For those of you who remember November 23, 1963, you don’t have to worry about Jackie ripping your heart out. It was already ripped out, and in some ways it will never completely heal.
Directed by Pablo Larrain, this film revisits the assassination of JFK as seen through the eyes of his widow, Jackie Kennedy. Natalie Portman, in a performance likely to win an Oscar nomination, embodies Jackie with a stunned fury that is emotionally overpowering. You see Jackie during the days following her husband’s death as she wrestles with her grief while trying to plan a funeral that will pay tribute to both her late President and our country.
While a small portion of the film revisits Mrs. Kennedy’s televised tour of the White House months earlier, she gives her personal narrative to a journalist, here played by Billy Crudup, shortly after a funeral procession seen by millions. The interview itself plays out like a psychological boxing match where Mr. Crudup asks tough questions that Ms. Portman frequently refuses to answer, in the process revealing a chain-smoking habit hidden from the public.
It is almost impossible to watch as she describes the moment in Dallas where her husband is initially shot through the throat and then in his head. Everything is accurately reenacted, and few will be able to hold back flowing tears as you watch her hold her husband’s savagely deformed head in her lap as she is covered with blood. You also quickly learn why Mrs. Kennedy decided to wear that blood streaked pink suit throughout the day, which included standing next to Lyndon Johnson as he was sworn in as our next President on Air Force One.
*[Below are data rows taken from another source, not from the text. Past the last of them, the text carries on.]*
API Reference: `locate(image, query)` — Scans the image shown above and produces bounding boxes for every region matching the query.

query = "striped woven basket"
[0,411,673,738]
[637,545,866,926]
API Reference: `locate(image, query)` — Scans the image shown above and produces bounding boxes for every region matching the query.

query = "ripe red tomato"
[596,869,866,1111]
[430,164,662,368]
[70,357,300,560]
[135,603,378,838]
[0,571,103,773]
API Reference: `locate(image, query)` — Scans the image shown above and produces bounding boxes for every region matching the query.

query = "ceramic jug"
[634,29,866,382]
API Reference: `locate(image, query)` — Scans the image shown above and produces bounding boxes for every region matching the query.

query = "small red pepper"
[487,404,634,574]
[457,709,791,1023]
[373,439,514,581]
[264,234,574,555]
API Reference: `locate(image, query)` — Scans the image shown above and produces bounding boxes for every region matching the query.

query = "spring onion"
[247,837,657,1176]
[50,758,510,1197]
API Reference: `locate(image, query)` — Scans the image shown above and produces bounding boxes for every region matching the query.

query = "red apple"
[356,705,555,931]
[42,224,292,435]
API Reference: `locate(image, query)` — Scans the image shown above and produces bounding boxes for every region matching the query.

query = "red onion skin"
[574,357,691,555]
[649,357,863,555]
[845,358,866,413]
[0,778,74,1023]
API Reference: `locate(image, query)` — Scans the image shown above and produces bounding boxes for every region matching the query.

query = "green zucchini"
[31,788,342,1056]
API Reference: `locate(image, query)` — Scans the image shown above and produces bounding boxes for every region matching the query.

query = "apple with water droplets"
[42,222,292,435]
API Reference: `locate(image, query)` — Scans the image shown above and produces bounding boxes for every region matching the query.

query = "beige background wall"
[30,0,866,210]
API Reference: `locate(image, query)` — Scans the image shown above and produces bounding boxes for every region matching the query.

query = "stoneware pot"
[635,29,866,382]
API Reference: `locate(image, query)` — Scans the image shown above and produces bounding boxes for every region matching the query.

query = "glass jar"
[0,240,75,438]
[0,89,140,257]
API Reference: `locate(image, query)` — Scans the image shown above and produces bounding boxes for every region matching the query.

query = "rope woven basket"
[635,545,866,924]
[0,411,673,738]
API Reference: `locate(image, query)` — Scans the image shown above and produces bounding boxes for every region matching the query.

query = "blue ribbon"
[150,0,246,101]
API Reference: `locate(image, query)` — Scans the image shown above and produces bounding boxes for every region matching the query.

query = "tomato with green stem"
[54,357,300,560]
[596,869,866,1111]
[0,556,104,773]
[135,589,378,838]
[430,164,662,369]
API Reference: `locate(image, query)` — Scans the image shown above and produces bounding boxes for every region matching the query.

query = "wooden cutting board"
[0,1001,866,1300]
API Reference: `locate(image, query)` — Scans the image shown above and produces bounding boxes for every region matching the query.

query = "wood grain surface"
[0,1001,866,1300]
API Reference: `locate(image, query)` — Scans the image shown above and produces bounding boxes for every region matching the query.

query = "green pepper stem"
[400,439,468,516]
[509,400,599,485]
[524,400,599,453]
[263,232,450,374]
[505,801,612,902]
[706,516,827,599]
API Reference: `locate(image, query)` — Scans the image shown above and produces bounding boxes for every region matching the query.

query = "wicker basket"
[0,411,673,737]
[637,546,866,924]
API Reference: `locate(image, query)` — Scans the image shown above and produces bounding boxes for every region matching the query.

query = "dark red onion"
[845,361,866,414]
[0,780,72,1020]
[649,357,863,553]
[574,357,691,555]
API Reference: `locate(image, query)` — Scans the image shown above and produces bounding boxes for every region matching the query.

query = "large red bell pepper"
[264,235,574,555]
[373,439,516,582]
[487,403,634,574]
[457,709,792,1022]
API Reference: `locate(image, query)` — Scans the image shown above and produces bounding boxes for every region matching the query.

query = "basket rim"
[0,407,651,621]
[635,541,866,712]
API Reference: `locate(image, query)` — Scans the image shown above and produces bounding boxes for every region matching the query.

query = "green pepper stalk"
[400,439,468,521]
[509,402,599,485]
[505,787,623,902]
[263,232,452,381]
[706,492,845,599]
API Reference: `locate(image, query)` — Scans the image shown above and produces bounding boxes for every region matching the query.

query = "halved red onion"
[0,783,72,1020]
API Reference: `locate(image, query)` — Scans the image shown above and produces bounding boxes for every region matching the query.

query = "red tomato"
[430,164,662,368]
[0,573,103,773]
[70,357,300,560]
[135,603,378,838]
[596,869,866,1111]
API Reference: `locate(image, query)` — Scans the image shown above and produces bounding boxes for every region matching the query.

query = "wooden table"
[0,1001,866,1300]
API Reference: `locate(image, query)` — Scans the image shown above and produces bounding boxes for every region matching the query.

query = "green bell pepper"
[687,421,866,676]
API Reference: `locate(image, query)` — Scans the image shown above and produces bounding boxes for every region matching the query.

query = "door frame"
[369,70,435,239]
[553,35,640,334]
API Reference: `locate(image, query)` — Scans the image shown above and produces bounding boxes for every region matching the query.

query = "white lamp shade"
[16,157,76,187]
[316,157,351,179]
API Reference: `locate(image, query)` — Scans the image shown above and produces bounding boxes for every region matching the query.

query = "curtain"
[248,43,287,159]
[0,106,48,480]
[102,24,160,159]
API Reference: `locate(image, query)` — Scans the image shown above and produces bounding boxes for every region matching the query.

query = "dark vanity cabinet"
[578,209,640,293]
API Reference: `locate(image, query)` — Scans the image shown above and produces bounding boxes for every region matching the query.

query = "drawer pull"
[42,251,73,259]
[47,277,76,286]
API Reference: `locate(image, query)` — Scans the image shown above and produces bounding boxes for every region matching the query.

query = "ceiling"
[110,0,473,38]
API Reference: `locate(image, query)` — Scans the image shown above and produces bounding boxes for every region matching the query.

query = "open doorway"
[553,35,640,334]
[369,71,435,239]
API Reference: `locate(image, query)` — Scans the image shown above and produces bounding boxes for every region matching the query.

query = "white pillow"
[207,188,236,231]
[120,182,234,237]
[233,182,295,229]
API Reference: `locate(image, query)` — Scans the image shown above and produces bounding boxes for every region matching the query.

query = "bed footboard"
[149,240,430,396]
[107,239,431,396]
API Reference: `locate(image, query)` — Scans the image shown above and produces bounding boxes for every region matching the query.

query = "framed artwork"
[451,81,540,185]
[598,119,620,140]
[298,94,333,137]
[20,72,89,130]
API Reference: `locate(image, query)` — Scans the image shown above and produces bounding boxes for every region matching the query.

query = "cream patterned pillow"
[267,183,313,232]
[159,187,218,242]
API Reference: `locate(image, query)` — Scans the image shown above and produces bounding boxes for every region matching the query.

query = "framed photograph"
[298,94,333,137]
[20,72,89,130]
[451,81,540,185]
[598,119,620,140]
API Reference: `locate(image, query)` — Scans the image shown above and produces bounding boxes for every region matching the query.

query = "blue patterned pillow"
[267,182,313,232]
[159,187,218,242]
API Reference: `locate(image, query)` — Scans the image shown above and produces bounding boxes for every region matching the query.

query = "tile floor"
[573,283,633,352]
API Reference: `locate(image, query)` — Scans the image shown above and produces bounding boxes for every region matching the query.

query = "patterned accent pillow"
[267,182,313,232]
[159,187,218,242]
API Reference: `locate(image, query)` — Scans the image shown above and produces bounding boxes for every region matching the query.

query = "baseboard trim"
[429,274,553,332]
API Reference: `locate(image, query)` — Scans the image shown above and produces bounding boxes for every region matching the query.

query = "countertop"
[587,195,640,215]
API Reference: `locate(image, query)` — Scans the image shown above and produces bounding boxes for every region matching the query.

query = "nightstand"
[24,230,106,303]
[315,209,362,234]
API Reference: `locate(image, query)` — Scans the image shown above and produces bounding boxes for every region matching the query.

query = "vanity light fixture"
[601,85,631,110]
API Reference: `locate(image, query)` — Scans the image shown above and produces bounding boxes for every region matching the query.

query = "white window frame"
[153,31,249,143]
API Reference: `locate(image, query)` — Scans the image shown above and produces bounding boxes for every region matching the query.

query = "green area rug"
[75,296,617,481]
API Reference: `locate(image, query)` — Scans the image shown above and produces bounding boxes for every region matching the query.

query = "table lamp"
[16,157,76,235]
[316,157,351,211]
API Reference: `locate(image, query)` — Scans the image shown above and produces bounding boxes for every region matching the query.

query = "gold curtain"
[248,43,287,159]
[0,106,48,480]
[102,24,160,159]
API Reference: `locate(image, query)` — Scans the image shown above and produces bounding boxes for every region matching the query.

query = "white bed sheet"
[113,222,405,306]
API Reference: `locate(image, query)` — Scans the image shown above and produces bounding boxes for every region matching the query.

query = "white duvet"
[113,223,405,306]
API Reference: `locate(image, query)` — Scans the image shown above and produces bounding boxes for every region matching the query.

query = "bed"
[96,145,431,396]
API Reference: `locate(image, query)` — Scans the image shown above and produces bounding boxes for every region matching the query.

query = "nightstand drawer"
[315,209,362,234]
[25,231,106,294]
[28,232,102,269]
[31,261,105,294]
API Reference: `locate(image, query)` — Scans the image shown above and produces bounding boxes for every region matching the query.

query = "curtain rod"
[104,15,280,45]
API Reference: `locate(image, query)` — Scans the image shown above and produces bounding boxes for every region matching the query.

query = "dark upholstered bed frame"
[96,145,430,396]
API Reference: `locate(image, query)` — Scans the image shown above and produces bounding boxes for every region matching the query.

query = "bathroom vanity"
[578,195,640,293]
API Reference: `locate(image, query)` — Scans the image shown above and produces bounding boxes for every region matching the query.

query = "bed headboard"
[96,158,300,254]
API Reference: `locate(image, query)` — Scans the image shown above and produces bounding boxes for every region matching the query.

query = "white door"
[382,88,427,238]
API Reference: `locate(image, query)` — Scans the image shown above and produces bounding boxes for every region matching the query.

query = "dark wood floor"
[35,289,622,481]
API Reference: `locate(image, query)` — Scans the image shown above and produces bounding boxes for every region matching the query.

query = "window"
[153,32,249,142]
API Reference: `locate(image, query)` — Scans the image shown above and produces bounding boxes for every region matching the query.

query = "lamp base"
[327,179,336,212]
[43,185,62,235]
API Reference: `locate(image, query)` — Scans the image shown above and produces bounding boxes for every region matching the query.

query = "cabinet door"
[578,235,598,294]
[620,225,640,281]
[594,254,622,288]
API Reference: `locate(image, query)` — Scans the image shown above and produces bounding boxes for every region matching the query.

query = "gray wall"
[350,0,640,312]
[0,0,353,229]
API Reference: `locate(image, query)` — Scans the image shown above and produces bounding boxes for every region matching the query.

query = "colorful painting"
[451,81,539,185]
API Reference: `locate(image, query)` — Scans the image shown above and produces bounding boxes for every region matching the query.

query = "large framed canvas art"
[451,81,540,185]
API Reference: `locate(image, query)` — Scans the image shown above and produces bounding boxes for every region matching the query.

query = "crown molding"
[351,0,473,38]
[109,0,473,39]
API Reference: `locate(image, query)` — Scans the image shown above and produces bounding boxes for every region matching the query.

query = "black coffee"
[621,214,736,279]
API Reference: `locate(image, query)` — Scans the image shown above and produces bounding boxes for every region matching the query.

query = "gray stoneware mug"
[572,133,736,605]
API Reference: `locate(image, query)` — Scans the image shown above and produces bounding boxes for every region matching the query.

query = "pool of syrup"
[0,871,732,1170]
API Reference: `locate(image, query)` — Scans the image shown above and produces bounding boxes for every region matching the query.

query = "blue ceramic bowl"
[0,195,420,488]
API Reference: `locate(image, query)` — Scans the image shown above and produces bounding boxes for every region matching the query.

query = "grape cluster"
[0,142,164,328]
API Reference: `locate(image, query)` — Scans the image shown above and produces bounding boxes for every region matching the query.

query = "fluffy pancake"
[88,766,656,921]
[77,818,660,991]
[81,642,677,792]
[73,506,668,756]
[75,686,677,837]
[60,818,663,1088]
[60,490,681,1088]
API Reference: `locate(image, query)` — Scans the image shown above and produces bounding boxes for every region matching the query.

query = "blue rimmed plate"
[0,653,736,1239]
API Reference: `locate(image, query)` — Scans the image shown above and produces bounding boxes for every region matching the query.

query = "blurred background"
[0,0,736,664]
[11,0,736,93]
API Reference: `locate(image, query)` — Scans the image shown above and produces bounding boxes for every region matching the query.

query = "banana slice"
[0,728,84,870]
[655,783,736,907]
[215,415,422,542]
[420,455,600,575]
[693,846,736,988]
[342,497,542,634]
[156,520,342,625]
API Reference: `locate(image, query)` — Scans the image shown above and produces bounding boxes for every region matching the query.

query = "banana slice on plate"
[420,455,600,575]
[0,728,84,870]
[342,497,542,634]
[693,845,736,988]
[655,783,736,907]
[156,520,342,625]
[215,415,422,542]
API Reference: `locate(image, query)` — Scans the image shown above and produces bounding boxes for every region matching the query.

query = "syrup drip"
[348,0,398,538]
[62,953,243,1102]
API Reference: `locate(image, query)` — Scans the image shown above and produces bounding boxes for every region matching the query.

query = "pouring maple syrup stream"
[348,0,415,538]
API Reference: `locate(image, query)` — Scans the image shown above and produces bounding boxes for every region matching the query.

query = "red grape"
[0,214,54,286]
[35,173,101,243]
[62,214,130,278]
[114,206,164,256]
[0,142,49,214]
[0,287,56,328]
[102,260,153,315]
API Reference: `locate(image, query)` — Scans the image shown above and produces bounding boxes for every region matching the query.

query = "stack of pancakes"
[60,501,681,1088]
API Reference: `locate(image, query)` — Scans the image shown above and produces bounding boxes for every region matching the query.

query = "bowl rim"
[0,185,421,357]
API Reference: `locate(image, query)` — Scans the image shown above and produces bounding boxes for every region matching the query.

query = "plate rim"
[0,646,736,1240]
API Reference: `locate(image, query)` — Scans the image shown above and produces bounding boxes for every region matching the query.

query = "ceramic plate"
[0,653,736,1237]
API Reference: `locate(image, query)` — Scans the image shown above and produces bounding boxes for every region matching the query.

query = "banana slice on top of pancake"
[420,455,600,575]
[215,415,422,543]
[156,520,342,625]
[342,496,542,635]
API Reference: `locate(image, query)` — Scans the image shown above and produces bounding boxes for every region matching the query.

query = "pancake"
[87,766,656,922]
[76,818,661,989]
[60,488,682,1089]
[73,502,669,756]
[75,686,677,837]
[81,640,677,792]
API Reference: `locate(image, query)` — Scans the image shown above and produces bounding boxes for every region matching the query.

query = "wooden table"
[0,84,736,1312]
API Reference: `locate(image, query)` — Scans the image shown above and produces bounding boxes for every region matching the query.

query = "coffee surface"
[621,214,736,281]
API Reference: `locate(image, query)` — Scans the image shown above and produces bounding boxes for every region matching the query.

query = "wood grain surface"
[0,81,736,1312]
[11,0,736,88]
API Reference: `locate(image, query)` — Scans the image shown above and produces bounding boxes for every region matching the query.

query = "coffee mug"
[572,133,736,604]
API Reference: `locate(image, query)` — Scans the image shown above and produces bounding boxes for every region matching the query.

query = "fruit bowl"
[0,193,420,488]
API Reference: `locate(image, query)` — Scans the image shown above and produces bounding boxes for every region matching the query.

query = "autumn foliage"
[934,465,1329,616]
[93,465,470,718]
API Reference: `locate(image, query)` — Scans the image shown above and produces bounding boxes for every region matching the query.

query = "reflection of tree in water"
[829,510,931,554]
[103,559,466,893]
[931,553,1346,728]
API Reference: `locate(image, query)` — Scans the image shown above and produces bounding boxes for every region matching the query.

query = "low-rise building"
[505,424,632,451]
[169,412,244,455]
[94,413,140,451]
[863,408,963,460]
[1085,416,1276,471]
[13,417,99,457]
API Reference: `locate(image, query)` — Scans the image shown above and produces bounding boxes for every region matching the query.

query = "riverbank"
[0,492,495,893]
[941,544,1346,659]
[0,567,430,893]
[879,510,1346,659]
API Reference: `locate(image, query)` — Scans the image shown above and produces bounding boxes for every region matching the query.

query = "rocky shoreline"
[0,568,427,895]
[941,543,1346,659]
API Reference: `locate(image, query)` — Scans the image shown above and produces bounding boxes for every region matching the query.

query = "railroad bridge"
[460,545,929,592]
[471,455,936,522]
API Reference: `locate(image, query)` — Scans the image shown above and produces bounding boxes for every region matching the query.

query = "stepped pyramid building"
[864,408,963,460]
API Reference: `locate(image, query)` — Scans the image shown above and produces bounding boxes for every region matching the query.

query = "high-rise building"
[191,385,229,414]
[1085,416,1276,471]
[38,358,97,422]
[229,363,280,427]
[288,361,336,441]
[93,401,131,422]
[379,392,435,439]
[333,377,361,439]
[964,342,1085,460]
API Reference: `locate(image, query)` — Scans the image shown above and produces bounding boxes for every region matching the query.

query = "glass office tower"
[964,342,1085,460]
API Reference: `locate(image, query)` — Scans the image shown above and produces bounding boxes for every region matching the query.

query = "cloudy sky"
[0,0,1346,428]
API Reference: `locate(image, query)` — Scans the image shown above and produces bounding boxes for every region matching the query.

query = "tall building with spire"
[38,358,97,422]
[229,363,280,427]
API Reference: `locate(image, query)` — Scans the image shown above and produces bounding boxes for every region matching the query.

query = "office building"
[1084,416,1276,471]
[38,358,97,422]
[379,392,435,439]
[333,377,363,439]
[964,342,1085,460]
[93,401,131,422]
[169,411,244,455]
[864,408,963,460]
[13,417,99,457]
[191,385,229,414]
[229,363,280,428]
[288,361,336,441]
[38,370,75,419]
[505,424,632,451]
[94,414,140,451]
Peter Sarsgaard gives a convincing role as Bobby Kennedy, a brother-in-law who tried to both console and advise Jackie. His grief is obvious, and one of the most fascinating moments of the film is when he and Jackie wrestle over whether to have a long procession on foot following JFK’s casket. Jackie stood by her decision even though leaders from around the world would be exposed to possible violence if Oswald did not act alone.
While I didn’t need to be reminded, two things jumped out at me throughout this poignant historical drama. First of all, a giant chasm developed in our country reflected by when you graduated from high school. Those who did in 1963 or before inevitably led a life resembling our parents’, while those graduating in 1964 and after soon resembled aliens living in a new world.
Having graduated from high school in 1965, I lived through that experience. For the most part, our loving parents could not fully understand the significance of Vietnam and rock music that began with the British invasion of 1964. Furthermore, wearing long hair was as likely to alienate parents as chanting, “Hell no, we won’t go” did to veterans of World War II.
Secondly, JFK’s assassination in 1963 was soon to be followed with the deaths of Martin Luther King and Bobby Kennedy in April and June of 1968. Many of us in college were ardent Bobby supporters, and his death served to crush all hope in our young minds. It was followed with Richard Nixon as president in the Fall of that year, and we looked upon our country as a hopeless mess that was even worse than we view it today with the election of Donald Trump.
JFK’s death was the death of Camelot, a phrase coined by Mrs. Kennedy. No one who lived through it ever smiled the same again, and you will quickly learn why if you see this film.